Madhuca multinervia
- Conservation status: Endangered (IUCN 3.1)

Scientific classification
- Kingdom: Plantae
- Clade: Tracheophytes
- Clade: Angiosperms
- Clade: Eudicots
- Clade: Asterids
- Order: Ericales
- Family: Sapotaceae
- Genus: Madhuca
- Species: M. multinervia
- Binomial name: Madhuca multinervia Yii & P.Chai

= Madhuca multinervia =

- Genus: Madhuca
- Species: multinervia
- Authority: Yii & P.Chai
- Conservation status: EN

Species of tree

Madhuca multinervia is a tree in the family Sapotaceae, native to Borneo. The specific epithet multinervia means 'many-veined', referring to the leaves.

==Description==
Madhuca multinervia grows up to 20 m tall, with a trunk diameter of up to 40 cm. The bark is pale brown, mottled grey. Its Inflorescences bear up to 10 flowers. The fruits are ellipsoid, up to 2.1 cm long.
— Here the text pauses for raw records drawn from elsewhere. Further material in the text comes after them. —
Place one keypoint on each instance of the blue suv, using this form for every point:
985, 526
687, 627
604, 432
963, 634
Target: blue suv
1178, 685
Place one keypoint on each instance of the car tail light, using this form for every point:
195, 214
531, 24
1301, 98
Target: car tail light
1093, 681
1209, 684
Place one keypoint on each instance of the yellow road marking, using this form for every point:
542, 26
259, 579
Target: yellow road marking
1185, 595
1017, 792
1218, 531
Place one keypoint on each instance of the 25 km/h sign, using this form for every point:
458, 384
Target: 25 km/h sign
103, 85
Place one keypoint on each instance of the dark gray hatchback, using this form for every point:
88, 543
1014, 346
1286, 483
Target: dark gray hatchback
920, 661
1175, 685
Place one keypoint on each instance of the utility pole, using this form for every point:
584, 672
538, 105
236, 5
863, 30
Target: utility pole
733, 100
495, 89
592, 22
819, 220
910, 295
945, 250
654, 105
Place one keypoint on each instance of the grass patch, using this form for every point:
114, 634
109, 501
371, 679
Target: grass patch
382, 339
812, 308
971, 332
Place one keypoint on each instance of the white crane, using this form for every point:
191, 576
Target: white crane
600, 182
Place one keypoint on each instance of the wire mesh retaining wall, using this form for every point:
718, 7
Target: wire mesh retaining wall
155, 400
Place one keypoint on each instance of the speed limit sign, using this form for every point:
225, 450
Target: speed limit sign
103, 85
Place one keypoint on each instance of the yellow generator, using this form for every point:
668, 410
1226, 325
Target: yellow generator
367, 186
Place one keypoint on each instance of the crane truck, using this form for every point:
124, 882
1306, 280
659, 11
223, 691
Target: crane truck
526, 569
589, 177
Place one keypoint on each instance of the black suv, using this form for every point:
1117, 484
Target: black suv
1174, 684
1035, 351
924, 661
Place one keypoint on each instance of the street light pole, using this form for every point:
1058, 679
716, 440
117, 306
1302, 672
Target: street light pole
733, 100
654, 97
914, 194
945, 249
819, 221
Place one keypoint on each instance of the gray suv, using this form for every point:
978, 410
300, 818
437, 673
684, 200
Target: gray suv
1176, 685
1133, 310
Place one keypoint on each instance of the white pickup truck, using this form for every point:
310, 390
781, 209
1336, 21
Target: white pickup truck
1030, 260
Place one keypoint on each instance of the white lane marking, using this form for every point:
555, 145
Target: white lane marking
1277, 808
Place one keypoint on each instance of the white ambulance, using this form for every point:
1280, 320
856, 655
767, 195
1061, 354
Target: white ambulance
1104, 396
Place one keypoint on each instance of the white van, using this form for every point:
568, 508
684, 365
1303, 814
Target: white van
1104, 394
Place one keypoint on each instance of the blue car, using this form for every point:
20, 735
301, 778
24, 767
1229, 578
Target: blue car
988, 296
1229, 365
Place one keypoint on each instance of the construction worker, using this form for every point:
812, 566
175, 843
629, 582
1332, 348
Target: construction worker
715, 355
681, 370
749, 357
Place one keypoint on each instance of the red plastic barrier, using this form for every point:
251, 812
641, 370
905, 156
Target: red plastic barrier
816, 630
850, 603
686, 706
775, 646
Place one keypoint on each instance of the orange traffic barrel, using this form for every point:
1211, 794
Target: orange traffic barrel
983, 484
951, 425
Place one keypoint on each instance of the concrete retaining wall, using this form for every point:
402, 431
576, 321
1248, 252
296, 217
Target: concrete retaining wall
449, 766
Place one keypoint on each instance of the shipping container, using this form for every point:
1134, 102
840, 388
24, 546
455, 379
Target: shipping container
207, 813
==Distribution and habitat==
Madhuca multinervia is endemic to Borneo, where it is confined to Sabah. Its habitat is lowland mixed dipterocarp forest, on hills at elevations of 200–300 m.

==Conservation==
Madhuca multinervia has been assessed as endangered on the IUCN Red List. It is primarily threatened by conversion of land in its habitat for palm oil plantations. It is also threatened by harvesting for its timber. The species does occur in some protected areas.